In East Texas, the department is establishing a special muzzleloader season in additional counties, lengthening the existing muzzleloader season by five days to be equivalent in length with the special antlerless and spike buck seasons in other counties, and altering the current muzzleloader bag composition to allow the harvest of any buck (not just spike bucks) and antlerless deer without permits if the county has “doe days” during the general season.

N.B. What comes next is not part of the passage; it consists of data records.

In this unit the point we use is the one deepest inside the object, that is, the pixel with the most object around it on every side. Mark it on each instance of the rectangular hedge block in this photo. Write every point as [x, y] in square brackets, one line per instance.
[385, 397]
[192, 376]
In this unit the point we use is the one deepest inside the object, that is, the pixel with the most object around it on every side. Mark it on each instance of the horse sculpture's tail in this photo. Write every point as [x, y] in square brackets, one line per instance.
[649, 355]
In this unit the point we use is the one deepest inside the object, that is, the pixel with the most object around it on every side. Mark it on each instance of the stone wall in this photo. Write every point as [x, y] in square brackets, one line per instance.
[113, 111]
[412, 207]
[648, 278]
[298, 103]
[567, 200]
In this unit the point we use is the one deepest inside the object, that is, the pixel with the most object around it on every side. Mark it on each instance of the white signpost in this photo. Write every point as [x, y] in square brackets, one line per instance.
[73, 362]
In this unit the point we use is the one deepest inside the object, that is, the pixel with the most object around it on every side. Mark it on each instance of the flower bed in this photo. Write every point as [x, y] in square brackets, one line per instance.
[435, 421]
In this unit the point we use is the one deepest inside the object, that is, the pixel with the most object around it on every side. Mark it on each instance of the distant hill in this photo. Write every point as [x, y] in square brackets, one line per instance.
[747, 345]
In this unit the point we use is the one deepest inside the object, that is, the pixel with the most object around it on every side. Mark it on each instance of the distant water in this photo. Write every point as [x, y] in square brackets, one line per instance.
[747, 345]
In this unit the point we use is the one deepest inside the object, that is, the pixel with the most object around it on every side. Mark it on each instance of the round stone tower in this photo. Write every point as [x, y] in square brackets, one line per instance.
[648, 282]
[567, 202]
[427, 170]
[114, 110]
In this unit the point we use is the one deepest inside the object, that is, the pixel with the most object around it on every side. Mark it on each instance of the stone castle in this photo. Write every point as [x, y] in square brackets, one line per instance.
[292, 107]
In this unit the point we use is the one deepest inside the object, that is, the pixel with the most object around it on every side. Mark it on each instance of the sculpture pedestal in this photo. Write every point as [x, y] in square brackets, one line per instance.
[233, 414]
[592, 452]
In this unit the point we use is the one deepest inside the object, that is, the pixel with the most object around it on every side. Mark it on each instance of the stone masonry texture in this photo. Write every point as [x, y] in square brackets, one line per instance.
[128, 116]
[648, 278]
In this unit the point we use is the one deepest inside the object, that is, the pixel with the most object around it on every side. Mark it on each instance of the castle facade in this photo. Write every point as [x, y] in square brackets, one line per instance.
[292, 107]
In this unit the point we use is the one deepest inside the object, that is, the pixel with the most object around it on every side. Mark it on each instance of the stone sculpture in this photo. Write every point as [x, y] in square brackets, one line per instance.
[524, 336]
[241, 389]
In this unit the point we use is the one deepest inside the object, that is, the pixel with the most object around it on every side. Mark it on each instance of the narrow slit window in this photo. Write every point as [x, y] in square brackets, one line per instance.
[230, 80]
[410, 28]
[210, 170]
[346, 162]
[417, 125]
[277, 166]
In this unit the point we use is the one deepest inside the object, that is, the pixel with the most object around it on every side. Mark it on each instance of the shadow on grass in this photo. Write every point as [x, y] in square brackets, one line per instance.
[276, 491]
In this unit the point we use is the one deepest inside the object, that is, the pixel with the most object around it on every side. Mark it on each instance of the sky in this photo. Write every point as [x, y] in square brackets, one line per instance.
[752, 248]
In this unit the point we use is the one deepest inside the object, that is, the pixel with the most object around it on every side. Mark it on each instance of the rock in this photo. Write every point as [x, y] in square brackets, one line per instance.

New counties affected include: Austin, Bastrop, Bowie, Brazoria, Caldwell, Camp, Cass, Cherokee, Colorado, De Witt, Fayette, Fort Bend, Goliad (North of HWY 59), Goliad (South of HWY 59), Gonzales, Gregg, Guadalupe, Harrison, Houston, Jackson (North of HWY 59), Jackson (South of HWY 59), Karnes, Lavaca, Lee, Marion, Matagorda, Morris, Nacogdoches, Panola, Rusk, Sabine, San Augustine, Shelby, Upshur, Victoria (North of HWY 59), Victoria (South of HWY 59), Waller, Washington, Wharton (North of HWY 59), Wharton (South of HWY 59), and Wilson.
TPWD also added one additional weekend and 10 additional weekdays in January to the current youth-only deer season. They also established a one buck only, antlerless by permit, nine-day mule deer season for Parmer County — the first ever deer season for that county.In other action, the commission approved a temporary, indefinite suspension of the current lesser prairie chicken two-day season in October until population recovery supports a resumption of hunting.
With all the changes, TPWD is encouraging hunters to check the Outdoor Annual of hunting and fishing regulations for county and species specific rules before going afield this fall. The annual will be available online and wherever hunting licenses are sold beginning August 15.